Only My Health brings you a quick round-up of all the latest health news that you need to know.
According to a new study, a commonly prescribed class of migraine drugs called Triptans can be used in treating obesity.
For the new study, the researchers tested six prescription triptans in obese mice that were fed a high-fat diet for seven weeks. It was found that a daily dose of triptan led animals to eat less food and lose weight over the course of a month.
The study also suspects that patients would not have noticed the longer-term impacts of triptans on appetite and weight since it's generally prescribed for short-term use during migraines.
Triptans work by targeting a receptor called serotonin 1B receptor. This receptor was not previously well studied in the context of appetite and weight loss.
Scientists in the US have developed new tools that can identify SARS-CoV-2 variants of concern in wastewater up to 14 days before traditional clinical testing.
The study was published in the journal Nature and it states that the algorithm which is named Freyja can also identify new variants of concern up to 14 days before traditional clinical testing.
To quote Professor Kristian Andersen of Scripps Research, In a lot of places, standard clinical surveillance for new variants of concern is not only slow but extremely cost-prohibitive.
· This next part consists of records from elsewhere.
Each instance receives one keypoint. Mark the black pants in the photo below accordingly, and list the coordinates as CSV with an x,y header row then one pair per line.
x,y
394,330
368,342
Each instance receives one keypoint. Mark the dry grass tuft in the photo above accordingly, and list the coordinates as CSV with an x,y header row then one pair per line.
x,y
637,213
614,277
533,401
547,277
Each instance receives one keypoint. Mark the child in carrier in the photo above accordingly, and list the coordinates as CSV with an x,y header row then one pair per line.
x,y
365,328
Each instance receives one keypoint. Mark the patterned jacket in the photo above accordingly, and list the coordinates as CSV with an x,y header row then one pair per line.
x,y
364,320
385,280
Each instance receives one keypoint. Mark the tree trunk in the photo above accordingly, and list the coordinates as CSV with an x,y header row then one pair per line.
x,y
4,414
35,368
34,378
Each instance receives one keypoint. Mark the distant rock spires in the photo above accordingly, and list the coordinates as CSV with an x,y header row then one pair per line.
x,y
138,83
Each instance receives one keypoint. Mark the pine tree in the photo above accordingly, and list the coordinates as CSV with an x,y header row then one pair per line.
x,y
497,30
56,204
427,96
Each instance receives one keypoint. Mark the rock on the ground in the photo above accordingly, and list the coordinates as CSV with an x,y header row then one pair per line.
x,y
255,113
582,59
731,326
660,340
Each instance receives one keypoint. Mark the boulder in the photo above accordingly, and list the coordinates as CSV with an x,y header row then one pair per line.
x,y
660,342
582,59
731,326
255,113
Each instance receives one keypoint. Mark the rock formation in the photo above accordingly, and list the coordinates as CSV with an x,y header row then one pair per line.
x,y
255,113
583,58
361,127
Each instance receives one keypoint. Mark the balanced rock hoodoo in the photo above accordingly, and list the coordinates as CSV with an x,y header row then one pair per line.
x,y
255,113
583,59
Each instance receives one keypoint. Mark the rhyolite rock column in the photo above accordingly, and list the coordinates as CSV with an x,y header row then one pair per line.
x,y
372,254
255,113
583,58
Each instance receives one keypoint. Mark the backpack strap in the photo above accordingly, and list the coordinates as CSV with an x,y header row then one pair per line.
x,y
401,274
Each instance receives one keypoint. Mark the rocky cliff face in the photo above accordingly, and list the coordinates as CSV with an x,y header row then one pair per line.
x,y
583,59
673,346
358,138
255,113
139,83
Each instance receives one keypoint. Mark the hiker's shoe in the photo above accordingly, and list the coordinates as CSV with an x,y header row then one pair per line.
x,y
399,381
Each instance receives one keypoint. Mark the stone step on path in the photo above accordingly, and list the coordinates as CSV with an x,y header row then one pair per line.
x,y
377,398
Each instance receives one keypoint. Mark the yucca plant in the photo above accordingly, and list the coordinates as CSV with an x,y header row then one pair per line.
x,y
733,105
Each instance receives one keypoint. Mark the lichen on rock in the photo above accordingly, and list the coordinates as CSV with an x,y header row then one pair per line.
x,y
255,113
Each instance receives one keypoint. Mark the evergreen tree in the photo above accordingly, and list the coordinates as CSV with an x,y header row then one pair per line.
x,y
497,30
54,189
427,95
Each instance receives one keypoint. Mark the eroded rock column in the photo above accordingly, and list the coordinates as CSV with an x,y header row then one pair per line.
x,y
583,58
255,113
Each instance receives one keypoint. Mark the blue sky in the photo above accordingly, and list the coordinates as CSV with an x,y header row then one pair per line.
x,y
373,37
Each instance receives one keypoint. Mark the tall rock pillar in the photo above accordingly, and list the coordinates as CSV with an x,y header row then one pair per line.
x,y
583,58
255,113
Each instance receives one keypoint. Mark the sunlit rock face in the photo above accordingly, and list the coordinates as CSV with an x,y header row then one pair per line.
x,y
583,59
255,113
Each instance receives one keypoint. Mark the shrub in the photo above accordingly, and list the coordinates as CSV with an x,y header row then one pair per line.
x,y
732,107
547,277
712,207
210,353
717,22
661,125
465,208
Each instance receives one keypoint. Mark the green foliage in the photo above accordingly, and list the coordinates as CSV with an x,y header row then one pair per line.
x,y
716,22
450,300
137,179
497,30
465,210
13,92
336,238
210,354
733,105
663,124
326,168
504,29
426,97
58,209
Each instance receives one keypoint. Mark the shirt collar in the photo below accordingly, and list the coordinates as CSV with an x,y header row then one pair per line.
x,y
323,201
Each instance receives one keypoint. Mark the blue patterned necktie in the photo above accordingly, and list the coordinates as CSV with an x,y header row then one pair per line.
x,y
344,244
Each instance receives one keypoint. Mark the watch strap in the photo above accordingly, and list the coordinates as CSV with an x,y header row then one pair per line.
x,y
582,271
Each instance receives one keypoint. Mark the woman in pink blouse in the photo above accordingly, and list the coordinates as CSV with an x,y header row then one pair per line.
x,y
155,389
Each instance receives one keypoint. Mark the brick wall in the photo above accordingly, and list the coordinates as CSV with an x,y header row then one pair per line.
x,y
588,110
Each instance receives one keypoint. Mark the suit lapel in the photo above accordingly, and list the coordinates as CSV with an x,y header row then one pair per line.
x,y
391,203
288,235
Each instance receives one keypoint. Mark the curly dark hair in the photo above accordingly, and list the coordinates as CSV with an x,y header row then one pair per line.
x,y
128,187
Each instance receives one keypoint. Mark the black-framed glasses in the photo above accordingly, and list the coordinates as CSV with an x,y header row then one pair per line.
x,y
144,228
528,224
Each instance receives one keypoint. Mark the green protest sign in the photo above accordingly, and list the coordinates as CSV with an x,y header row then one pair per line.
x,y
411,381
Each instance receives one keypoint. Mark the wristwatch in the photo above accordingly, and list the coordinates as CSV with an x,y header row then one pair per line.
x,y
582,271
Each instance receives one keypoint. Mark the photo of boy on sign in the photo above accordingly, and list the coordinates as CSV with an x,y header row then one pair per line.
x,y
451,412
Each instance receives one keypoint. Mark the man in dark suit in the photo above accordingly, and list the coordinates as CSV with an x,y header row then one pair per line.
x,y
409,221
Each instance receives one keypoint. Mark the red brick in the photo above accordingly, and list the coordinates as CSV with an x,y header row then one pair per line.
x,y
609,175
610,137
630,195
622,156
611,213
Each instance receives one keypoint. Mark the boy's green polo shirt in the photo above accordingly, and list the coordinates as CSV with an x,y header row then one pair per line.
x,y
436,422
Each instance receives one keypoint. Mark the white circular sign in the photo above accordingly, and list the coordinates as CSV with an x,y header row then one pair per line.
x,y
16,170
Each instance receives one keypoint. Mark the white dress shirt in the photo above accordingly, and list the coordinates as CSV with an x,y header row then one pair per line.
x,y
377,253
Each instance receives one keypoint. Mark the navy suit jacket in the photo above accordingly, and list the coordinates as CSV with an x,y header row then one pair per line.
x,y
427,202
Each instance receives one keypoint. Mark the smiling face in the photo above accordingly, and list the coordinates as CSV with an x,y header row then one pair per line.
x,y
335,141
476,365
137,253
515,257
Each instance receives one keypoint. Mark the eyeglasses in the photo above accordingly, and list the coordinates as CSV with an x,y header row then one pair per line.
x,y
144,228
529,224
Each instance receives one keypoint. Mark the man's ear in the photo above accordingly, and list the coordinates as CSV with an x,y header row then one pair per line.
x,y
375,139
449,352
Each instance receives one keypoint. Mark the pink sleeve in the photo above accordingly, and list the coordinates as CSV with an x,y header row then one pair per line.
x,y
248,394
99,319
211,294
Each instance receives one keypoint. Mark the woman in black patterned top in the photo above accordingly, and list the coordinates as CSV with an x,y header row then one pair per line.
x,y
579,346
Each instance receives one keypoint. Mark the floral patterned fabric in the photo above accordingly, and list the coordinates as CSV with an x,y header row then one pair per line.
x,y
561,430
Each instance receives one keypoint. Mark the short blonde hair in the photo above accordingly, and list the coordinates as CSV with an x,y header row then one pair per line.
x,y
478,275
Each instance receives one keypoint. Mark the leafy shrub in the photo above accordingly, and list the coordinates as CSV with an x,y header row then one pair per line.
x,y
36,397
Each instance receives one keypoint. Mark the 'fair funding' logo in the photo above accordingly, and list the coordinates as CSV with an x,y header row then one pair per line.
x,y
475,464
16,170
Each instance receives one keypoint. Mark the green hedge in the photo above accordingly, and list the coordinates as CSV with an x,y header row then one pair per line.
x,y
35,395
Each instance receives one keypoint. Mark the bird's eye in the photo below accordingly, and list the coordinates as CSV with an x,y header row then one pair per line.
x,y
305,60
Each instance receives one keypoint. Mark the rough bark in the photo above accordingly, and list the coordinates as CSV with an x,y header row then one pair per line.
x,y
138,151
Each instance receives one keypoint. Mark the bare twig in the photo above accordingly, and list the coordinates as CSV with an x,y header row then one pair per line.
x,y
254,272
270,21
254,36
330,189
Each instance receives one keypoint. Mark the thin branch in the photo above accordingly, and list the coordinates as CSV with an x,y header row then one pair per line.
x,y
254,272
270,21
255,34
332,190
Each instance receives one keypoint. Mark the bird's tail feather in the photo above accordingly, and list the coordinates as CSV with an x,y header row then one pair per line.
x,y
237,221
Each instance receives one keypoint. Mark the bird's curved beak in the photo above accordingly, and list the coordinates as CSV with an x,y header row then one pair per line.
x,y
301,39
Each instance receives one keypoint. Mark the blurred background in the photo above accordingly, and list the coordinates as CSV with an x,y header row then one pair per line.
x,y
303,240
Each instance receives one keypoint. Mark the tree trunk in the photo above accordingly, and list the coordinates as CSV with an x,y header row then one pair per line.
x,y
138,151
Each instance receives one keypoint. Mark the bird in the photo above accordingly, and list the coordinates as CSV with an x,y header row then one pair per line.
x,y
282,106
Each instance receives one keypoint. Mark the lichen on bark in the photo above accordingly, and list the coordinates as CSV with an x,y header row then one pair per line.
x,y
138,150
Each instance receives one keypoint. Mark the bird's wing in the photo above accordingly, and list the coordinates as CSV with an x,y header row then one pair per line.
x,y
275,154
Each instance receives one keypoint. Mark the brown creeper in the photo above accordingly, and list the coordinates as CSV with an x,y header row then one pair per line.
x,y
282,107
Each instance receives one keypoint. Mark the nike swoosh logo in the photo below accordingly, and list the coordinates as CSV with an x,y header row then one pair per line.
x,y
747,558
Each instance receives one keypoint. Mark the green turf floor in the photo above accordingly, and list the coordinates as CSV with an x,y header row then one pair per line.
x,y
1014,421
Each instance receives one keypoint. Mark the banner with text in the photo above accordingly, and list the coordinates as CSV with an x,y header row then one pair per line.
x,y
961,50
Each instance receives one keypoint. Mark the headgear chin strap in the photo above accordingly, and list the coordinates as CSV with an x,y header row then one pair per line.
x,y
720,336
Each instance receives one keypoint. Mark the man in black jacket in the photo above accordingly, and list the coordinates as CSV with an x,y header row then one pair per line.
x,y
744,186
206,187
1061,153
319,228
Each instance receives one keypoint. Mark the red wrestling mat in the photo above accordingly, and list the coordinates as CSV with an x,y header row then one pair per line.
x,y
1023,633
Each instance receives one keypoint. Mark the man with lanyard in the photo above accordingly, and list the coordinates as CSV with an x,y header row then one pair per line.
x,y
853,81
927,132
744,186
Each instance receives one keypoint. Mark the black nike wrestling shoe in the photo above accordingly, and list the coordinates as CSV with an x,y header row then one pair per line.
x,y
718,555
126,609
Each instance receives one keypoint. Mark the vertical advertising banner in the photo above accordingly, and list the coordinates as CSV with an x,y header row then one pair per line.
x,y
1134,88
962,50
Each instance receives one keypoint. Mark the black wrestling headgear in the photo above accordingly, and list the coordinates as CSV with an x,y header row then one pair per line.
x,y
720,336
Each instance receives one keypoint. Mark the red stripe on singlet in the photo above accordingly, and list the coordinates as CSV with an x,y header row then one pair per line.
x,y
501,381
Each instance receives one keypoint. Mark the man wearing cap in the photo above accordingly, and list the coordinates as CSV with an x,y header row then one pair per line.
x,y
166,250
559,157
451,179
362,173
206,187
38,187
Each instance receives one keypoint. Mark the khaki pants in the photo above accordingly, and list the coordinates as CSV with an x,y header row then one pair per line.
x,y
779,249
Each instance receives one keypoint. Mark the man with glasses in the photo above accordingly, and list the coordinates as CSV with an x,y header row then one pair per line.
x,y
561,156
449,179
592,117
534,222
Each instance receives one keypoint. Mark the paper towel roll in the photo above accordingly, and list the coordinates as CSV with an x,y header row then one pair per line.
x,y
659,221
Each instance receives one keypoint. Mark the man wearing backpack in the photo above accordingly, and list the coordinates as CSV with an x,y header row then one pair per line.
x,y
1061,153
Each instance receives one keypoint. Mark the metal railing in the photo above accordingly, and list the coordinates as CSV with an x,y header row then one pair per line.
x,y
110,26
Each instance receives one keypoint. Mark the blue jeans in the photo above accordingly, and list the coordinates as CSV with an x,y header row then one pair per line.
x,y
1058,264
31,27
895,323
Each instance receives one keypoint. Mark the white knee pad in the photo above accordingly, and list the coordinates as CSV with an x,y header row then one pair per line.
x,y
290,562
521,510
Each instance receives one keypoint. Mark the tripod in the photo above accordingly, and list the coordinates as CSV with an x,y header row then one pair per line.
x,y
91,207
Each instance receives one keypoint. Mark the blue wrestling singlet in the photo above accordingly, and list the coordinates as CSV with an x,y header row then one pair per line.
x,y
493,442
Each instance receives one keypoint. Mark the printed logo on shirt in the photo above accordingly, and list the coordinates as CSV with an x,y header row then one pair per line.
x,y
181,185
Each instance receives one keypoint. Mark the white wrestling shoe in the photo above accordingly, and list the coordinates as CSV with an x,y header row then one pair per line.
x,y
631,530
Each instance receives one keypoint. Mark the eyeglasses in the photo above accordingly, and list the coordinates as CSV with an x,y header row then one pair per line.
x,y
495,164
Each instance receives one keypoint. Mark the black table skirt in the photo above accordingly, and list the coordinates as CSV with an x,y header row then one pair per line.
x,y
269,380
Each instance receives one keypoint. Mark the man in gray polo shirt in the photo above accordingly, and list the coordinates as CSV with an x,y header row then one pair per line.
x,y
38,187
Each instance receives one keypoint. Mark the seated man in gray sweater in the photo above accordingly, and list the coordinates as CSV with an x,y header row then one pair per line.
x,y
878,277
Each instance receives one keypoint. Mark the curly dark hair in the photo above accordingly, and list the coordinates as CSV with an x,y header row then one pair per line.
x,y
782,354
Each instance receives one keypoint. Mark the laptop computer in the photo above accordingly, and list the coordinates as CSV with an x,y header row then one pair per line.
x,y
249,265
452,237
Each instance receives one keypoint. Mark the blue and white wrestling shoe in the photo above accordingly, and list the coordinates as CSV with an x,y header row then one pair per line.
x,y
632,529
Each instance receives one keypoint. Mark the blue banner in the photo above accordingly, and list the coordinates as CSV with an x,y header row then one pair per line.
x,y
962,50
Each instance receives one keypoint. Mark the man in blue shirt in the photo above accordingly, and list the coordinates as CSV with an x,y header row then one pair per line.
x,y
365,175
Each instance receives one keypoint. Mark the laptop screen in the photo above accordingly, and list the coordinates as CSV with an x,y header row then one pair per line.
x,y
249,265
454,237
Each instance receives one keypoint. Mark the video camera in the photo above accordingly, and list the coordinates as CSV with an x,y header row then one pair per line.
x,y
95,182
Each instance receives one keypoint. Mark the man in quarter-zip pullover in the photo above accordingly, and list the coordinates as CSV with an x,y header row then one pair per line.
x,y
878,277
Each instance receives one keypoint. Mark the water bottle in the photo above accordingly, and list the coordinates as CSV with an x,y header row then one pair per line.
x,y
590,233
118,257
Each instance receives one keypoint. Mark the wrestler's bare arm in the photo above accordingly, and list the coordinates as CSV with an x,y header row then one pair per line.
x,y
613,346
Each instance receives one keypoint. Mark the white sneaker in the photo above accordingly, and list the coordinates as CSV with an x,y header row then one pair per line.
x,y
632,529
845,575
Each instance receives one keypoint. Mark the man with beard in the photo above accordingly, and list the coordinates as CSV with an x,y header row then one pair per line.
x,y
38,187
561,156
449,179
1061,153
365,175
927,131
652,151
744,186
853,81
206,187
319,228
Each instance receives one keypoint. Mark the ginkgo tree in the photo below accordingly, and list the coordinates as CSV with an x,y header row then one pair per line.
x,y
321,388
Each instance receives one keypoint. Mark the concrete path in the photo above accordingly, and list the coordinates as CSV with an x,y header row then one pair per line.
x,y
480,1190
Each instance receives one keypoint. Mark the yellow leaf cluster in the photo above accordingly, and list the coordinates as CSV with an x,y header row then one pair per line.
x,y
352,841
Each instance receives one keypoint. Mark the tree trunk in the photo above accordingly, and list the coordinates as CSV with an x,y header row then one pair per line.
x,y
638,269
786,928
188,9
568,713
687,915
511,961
But with this new tool, you can take one wastewater sample and basically profile the whole city."
The researchers noted that analysing wastewater is a cheaper, faster, and more accurate way for public health officials to detect rising cases.
However, until now, most wastewater analysis methods lumped all SARS-CoV-2 viruses together as one.
According to a study by Georgia State University, frequent video game players have superior sensorimotor decision-making skills and enhanced activity in key regions of the brain as compared to non-players.
For the study, researchers used functional magnetic resonance imaging or FMRI which helped them discover that gaming could be a useful tool for training in perceptual decision-making.
The research involved 47 college-age participants, with 28 categorised as regular video game players and 19 as non-players.
Analysis of the resulting brain scans found that the differences were correlated with enhanced activity in certain parts of the brain, and there was no trade-off between speed and accuracy of response – the video game players were better on both measures.
These results indicate that video game playing potentially enhances several of the subprocesses for sensation, perception, and mapping to action to improve decision-making skills.